Continuing on, there's the saga of Miners Club, which at one time was Raintree's jewel resort but which Raintree was never able to buildout.  Wyndham apparently took over the unbuilt portion and finished it off and is running the property successfully. And apparently Wyndham has even bought inventory in Miners Club that Raintree was unable to sell.  And then there's the interesting Raintree 7 and Raintree 15 conversion programs, in which members can terminate their contracts early in exchange for a relatively modest upfront payment.  In offering these programs, Raintree is essentially swapping future revenue for immediate cash.  And there was the special assessment of several years ago, in which Raintree was hitting members up for money to cover what was essentially operating expenses.

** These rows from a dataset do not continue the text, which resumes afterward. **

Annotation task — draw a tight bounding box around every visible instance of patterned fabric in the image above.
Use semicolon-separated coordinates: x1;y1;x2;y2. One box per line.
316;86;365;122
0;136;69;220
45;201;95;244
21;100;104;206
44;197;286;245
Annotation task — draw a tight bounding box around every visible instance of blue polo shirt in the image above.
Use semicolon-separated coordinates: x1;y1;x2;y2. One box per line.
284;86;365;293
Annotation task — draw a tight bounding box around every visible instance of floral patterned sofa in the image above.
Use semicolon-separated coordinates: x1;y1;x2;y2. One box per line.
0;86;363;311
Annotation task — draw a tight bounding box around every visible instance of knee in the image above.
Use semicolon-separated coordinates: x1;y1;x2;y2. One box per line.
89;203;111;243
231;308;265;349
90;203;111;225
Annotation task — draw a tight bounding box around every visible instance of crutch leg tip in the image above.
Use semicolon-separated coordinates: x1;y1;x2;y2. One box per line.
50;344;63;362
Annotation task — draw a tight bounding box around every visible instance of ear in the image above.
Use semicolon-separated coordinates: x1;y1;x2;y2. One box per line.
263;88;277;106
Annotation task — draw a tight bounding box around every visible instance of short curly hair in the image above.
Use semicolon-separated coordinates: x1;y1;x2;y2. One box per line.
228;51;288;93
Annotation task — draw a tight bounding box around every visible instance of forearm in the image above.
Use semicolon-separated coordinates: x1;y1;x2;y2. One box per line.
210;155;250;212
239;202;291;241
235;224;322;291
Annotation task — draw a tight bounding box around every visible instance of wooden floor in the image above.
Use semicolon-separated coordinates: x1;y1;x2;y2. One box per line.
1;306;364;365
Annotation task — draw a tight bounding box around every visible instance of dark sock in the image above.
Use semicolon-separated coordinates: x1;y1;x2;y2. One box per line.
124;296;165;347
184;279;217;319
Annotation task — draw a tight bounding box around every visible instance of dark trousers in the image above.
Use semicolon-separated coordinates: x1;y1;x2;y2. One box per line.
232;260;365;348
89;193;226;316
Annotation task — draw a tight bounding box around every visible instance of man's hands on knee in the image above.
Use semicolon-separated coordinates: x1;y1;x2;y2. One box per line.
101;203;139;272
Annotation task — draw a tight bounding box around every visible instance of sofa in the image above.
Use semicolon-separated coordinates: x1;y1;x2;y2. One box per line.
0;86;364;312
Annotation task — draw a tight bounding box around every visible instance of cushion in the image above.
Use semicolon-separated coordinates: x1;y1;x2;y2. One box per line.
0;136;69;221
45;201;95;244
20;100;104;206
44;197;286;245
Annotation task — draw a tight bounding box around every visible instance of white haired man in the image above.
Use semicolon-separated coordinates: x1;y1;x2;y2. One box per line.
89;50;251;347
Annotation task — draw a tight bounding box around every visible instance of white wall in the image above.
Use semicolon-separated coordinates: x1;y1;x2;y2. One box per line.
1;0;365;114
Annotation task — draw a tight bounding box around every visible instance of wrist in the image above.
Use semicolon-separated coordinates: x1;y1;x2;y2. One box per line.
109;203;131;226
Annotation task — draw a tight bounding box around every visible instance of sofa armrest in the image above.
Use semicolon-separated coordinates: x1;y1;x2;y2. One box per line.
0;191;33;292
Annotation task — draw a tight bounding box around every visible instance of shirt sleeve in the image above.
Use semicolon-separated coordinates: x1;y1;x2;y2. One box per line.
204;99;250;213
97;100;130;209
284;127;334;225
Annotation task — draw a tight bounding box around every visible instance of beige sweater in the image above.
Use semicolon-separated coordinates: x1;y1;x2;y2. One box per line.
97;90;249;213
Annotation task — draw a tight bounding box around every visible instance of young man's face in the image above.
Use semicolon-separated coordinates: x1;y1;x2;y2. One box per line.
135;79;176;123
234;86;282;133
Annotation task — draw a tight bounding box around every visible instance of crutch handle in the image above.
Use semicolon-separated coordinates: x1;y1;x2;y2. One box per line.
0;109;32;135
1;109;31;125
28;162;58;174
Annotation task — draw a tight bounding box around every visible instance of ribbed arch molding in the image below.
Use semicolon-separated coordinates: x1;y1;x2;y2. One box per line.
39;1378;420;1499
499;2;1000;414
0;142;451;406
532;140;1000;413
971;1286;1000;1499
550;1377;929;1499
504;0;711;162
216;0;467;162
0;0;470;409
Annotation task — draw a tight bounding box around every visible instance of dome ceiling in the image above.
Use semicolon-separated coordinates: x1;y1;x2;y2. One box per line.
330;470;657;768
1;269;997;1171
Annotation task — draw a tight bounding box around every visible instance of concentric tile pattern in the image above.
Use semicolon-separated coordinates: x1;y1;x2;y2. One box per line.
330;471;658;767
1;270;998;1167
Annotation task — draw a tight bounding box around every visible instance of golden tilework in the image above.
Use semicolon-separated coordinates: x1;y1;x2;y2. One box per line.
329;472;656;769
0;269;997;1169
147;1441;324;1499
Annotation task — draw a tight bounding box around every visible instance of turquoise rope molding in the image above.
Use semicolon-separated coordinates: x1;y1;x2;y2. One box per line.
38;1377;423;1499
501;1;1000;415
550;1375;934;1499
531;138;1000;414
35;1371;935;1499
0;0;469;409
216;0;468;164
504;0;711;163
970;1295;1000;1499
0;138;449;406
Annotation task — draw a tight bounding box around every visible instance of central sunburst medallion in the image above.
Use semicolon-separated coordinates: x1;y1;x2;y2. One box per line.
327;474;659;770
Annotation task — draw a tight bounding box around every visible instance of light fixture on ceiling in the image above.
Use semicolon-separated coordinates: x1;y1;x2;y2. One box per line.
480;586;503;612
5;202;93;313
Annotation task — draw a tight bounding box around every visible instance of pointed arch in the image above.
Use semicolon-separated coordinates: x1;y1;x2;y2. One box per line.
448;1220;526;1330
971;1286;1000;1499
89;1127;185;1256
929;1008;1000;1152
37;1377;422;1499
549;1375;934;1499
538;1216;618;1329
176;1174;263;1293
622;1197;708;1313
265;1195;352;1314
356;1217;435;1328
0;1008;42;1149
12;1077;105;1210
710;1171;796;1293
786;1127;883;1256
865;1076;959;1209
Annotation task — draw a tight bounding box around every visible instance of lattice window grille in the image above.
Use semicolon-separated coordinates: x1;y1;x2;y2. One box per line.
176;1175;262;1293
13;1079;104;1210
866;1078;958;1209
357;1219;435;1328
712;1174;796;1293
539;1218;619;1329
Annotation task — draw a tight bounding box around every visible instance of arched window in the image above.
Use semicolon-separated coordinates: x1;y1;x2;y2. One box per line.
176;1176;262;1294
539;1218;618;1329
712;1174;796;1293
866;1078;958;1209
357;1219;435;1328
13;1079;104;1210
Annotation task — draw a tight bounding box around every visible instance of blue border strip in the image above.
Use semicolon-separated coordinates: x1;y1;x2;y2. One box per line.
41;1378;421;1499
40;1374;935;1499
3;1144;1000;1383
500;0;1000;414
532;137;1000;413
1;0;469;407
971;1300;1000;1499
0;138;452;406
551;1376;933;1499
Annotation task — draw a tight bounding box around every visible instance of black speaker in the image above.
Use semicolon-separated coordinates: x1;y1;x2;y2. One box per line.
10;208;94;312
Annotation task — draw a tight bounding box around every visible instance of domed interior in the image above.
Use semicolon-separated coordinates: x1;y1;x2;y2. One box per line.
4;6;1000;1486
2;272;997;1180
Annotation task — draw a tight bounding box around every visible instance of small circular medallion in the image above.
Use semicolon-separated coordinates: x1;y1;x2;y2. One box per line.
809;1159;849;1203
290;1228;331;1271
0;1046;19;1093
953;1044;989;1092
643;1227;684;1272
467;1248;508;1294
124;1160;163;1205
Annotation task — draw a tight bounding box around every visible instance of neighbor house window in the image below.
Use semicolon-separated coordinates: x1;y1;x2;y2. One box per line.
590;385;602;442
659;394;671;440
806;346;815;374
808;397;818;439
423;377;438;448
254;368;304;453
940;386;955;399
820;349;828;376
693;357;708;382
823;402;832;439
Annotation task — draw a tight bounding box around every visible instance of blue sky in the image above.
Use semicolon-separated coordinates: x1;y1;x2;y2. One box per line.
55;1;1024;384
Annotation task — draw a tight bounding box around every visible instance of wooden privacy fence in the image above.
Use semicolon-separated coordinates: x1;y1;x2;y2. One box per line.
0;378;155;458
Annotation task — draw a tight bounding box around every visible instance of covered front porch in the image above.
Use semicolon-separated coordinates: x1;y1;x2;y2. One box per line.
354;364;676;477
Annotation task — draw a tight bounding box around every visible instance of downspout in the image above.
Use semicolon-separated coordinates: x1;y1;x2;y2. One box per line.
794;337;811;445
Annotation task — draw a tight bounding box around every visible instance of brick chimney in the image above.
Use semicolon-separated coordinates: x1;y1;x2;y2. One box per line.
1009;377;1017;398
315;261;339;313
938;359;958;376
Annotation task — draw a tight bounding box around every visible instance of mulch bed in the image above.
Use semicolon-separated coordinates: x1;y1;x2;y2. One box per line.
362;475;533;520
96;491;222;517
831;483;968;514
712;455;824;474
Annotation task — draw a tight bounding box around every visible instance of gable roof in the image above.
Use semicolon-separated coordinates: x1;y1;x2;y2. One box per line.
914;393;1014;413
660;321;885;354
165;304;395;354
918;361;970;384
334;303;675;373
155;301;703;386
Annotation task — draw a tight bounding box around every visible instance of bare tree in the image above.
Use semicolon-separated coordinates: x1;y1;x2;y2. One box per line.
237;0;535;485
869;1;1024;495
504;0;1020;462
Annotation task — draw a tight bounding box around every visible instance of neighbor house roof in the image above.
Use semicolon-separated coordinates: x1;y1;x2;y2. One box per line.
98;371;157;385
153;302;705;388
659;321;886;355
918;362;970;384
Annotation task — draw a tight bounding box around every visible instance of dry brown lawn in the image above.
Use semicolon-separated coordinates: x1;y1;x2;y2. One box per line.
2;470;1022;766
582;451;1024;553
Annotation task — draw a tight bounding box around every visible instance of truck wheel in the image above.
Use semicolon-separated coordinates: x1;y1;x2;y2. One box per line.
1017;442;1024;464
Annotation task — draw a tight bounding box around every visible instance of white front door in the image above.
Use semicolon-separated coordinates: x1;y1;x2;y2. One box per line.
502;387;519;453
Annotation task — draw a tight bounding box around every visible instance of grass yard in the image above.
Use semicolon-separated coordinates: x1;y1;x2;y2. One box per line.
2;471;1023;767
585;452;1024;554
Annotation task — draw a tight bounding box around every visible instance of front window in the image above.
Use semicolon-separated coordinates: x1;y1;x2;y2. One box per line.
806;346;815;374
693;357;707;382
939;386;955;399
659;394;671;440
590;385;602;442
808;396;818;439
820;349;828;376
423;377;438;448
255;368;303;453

Put it all together and this looks like a company that is cash short, lacks the finances to make reasonable investments to sustain long-term profitability and to meet long-term plans, and is actually struggling maintain liquidity.  The long-term prognosis here just does not look good to me.  I have been thinking  that Diamond was going to move in on them, particularly since Diamond did have an purchase deal in place about eight years ago.  (The deal tanked in the credit crunch when the lenders withdrew the bridge financing.)  But now it's looking more as if Wyndham is the circling vulture.

We did the Raintree 7 conversion, and we intend to burn those points as quickly as we can.  Of course, I would encourage other Raintree members to do the same.


----------



## JudyS (Feb 23, 2015)

Steve, is Raintree the system with membership tiers named after gems (Emerald, Sapphire, and Ruby, I think) in addition to the usual names such as gold and silver? 

If it is, I considered buying in this system a few years back. You were very helpful with your advice, and in the end, I decided not to buy. 

I'm glad you have an exit strategy in place, and thanks for keeping us informed.


----------



## T_R_Oglodyte (Feb 23, 2015)

JudyS said:


> Steve, is Raintree the system with membership tiers named after gems (Emerald, Sapphire, and Ruby, I think) in addition to the usual names such as gold and silver?
> 
> If it is, I considered buying in this system a few years back. You were very helpful with your advice, and in the end, I decided not to buy.
> 
> I'm glad you have an exit strategy in place, and thanks for keeping us informed.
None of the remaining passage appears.